Il y avait un homme qui vivait avec ses trois femmes. Les années passant l'homme n'avait plus de quoi nourrir ses femmes, alors deux l'abandonnèrent. Seule la dernière, qui était borgne, consentit à rester avec lui. L'homme était pêcheur. Chaque matin, il allait pêcher du poisson que sa femme faisait bouillir pour le repas quotidien. Un jour, il attrapa un gros poisson. C'était la mère des poissons. Il la sortit de l'eau et le gros poisson le pria ainsi :

- Aie pitié ! Remets-moi dans l'eau s'il te plaît ! J'ai laissé mes enfants au fond de l'eau. Tu sais les petits poissons que tu prenais chaque jour, ce sont mes enfants. A chaque fois que je pile le grain, je le vanne et ils ramassent les grains qui tombent. C'est à ce moment-là que tu les prenais et aujourd'hui voilà que tu m'as prise ! Libère-moi ! Remets-moi dans l'eau pour que je retourne veiller sur mes enfants et je te récompenserai. Tu me diras tout simplement ce que tu veux.

 

Le pêcheur lui répondit :

- Ce que je veux ? Tu sais que je suis pauvre et j'ai faim. Chaque matin, je vais pêcher et nous mangeons le poisson que ma femme fait bouillir. J'avais aussi trois femmes mais les deux m'ont abandonné. Il me reste maintenant que cette seule femme qui souffre de la faim avec moi.

 

Le poisson lui assura alors :

- Si tu me remets dans l'eau, je te récompenserai. Je te donnerai la richesse de telle sorte que tu n'auras plus faim. En plus de cela, je te donnerai la faculté de comprendre toutes les langues. Tu comprendras la langue de toutes les créatures ! Tu comprendras la langue des boeufs, des fourmis, des oiseaux, des chiens, des chats... tu comprendras toutes leurs langues. Seulement, tu écouteras et comprendras leur conversation mais tu veilleras à n'en parler à personne, sinon, tu mourras à coup sûr.

 

Le pêcheur répondit :

- J'accepte ! Je te libère et du me donneras la possibilité de toujours manger à ma faim !

 

Et le poisson lui donna du riz en abondance, et toute sorte de richesse. Il lui donna de plus la faculté de comprendre la langue de tous les animaux, mais s'il divulguait ce qu'il entendait de leur conversation, il mourrait à coup sûr.

 

Arrivé à la maison, l'homme jeta un grain de riz dans la cour et toute la maison se remplit de riz ! Sa femme prit le riz qui restait dans le grenier et le mit à sécher sur des nattes, et les oiseaux venaient picorer le grain ainsi que les poules. La femme qui était borgne avait une poule et un coq qu'elle élevait dans la maison. La poule qui savait que la femme était borgne, se tenait toujours du côté de l'œil crevé, et picorait tranquillement sans être dérangée par la femme.
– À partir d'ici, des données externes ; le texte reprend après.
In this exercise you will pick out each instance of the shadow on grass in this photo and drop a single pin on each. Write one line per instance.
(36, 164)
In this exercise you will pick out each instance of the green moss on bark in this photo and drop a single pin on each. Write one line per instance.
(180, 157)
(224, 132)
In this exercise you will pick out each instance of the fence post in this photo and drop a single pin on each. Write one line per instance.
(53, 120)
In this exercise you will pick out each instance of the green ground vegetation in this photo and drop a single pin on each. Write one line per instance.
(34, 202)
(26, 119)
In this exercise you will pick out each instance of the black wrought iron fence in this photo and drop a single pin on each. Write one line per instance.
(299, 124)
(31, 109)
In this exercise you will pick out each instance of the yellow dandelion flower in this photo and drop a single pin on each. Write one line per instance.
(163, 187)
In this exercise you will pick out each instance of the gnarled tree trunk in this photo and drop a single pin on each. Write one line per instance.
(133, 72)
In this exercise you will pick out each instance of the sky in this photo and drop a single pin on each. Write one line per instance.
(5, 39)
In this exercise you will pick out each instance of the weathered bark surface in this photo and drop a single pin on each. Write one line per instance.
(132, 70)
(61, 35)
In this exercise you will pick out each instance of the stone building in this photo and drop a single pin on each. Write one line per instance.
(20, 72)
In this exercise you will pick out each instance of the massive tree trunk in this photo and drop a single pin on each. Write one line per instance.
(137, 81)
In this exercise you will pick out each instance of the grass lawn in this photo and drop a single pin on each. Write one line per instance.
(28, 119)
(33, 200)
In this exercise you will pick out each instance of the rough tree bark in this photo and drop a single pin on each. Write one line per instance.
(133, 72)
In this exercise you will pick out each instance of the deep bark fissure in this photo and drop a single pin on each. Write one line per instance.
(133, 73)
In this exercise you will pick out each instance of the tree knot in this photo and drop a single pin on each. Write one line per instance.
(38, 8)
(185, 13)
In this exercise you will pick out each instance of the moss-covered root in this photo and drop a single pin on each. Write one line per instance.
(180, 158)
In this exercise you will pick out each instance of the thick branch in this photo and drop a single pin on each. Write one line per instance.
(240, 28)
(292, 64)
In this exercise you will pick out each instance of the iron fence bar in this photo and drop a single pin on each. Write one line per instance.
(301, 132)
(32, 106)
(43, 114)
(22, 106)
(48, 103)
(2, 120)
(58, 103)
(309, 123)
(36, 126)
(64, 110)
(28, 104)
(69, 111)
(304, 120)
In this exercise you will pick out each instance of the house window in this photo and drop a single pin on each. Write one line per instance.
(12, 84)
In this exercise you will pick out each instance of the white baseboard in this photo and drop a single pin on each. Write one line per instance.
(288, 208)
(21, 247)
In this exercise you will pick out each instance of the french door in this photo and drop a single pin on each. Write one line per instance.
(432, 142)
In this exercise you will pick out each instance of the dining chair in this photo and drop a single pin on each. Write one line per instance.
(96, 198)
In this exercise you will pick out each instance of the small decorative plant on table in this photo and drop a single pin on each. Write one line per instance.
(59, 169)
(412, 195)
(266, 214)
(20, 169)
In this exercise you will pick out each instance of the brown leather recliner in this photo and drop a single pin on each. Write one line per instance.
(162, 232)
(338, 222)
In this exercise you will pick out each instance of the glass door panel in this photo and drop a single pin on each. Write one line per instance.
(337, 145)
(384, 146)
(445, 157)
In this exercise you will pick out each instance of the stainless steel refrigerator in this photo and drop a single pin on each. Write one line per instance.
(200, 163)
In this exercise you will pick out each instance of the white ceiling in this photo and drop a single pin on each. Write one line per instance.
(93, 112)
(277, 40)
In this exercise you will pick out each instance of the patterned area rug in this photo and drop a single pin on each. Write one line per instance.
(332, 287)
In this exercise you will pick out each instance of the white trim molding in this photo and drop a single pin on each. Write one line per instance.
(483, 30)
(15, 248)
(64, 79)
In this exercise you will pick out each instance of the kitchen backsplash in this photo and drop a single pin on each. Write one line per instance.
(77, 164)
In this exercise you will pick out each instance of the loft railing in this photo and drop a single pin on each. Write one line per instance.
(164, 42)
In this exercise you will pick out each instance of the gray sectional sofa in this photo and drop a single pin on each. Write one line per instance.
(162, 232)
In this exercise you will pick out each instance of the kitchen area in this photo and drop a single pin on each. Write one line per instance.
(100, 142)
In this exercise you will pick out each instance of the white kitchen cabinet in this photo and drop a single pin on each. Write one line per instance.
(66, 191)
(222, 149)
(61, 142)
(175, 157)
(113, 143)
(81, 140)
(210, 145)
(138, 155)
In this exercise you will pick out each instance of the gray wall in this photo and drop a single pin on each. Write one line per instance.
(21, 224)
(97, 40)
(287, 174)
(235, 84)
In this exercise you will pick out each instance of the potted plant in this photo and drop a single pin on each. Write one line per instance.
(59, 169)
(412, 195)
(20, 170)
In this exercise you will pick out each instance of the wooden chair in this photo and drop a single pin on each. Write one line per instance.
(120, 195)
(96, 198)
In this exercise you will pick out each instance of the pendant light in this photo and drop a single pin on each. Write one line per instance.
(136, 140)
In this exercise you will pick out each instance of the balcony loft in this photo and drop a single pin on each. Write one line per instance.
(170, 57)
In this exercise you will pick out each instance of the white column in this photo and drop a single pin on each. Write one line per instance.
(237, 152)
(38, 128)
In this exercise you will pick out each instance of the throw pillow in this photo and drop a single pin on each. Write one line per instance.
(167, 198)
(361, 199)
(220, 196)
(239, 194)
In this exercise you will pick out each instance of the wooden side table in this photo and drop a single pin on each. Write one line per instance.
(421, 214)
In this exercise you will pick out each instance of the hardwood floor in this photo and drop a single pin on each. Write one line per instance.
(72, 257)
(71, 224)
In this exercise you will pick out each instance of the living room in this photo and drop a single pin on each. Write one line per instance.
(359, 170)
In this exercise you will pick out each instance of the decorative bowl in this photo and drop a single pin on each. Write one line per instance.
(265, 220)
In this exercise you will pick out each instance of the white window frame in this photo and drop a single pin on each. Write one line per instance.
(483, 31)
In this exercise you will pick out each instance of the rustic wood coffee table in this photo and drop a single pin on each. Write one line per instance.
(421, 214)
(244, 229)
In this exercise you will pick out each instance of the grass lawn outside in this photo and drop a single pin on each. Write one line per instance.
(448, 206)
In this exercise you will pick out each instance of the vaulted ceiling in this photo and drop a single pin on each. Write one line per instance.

Lorsqu'elle se sentait rassasiée, elle se retirait pour se coucher et déféquer, puis revenait.

 

En revanche, le coq qui se tenait toujours du côté de l'œil valide, était chassé par la femme chaque fois qu'il s'approchait des nattes sur lesquelles le riz avait été mis à sécher. Finalement, le coq alla trouver la poule et lui tint ce langage :

- Je ne comprends pas ! Chaque fois que je m'approche d'une natte pour picorer, la femme me chasse. C'est peut-être parce que je suis un homme, c'est pourquoi on me chasse toujours. Toi, tu picores comme tu veux, tu te reposes, tu défèques et tu retournes picorer.

 

Et la poule lui répondit :

- Elle te chassera toujours ! Tu ne vois pas qu'elle est borgne ? Moi, je me tiens toujours du côté de l'œil crevé et toi, du côté de l'œil valide. C'est pourquoi, chaque fois que tu te diriges vers les nattes, tu es repéré et chassé.

 

Le vieux pêcheur qui était couché sur son hamac dans la cour, suivait attentivement la conversation du coq et de la poule, puis il éclata de rire jusqu'à tomber de son hamac. Il se releva et rit encore jusqu'à tomber de son hamac. La femme, surprise que son homme se mit à rire seul se fâcha ensuite :

- Beusinti ! Ce que tu fais là ne me plaît pas ! Nous sommes deux dans cette maison, dis-moi ce qui te fait rire au point de tomber plusieurs fois de ton hamac !

 

La femme, qui était borgne, pensait que l'homme se riait de son infirmité et elle poursuivit :

- Si tu ne me le dis pas ce soir, tu me le diras demain matin ; sinon, je te quitterai et te laisserai avec ta maison.

 

Le vieux pêcheur qui aimait bien entendu sa femme, redoutait, d'être abandonné par celle-ci. Il consentit alors à lui dire la raison de ses rires :

- Prends trois bottes de riz dans le grenier ! Piles-les et tu me prépareras un repas demain matin pour que je mange et te dire après la raison de mes rires.

 

La femme fit comme l'homme le  lui avait demandé. Elle pila le riz et le matin, elle prépara son repas. Après avoir pris son bain, l'homme se mit en place, suivi de son chien et de son chat. Il prit alors une poignée de riz et la déposa devant le chien. Il fit de même pour le chat. Le chien mangea rapidement sa part. Puisque le chat mangeait lentement, le chien se tourna vers la part du chat qui s'effaça pour le laisser manger. L'homme déposa de nouveau une poignée de riz devant chaque animal, mais le chien mangea rapidement sa part et se tourna encore vers la part du chat.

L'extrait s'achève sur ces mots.